Associated Press, carried in Press-Citizen
November 4, 2008

http://www.press-citizen.com/apps/pbcs.dll/article?AID=/20081104/NEWS01/811040314/1079

DES MOINES — A church panel Monday announced that there is evidence that four clergy members who served in the Diocese of Davenport have sexually abused minors, including a former principal at Regina High.

The diocese added Joseph Hines, Eugene Smith, Lawrence Soens and Gerald Stouvenel to a list of those who have been credibly accused of sexually abusing minors. The list will be posted on the diocese's Web site.
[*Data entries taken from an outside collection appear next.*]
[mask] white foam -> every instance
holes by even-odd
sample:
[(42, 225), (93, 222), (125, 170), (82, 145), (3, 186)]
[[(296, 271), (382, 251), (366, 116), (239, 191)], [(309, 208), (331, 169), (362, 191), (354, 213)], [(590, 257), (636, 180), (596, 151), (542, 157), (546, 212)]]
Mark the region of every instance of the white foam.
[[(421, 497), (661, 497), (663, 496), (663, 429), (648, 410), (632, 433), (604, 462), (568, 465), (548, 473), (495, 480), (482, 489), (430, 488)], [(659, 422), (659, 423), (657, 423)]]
Hines is dead, Smith has been defrocked by the Vatican, and Soens' case has been sent to Rome for a decision. Stouvenel has not been defrocked and works in the diocese, though not with children.

The church's review board found that allegations that Stouvenel, a priest, had sexually abused three male minors in the 1970s was credible.

Soens, a bishop in Sioux City, was accused of sexually abusing students at Regina High from its opening in 1958 to 1967 when he was its principal. The allegations came in 2002 from a former student. He also was accused of sexually abusing a male minor when he was the rector at St. Ambrose Seminary. According to a news release from the Diocese, the board did not review all of the allegations against him because some claimants did not want their claims reviewed.

A previous church investigation had found Soens' behavior was inappropriate but not sexual in nature. The news release said Soens has been accused by 31 minor males who were in his parishes between 1950 in Burlington and 1983 in Clinton.

Soens and Regina High were sued in 2006 by more than a dozen men who claimed to have been abused. The case still is pending in Iowa courts.

Smith was accused by a female minor of abuse in the 1960s. Hines was accused by male and female minors in the 1940s.

One person previously accused of abusing a minor was cleared by the panel of lawyers, who are supported by the Vatican. The decision to find Monsignor Drake Shafer not guilty was confirmed by the Vatican.

Monday's announcement is the latest development in a lengthy abuse scandal that has plagued the diocese. In May, a bankruptcy judge approved a plan allowing the diocese to pay $37 million to more than 150 people who say they were sexually abused by diocese priests. Part of that settlement, $650,000, was to be paid by St. Mary's Church in Iowa City after four individuals had claimed they were sexually abused by Msgr. Carl Meinberg, who was pastor there from 1940 to 1967.

The diocese had filed for bankruptcy in October 2006, saying it did not have the money to settle the claims stemming from its cases stretching back for decades.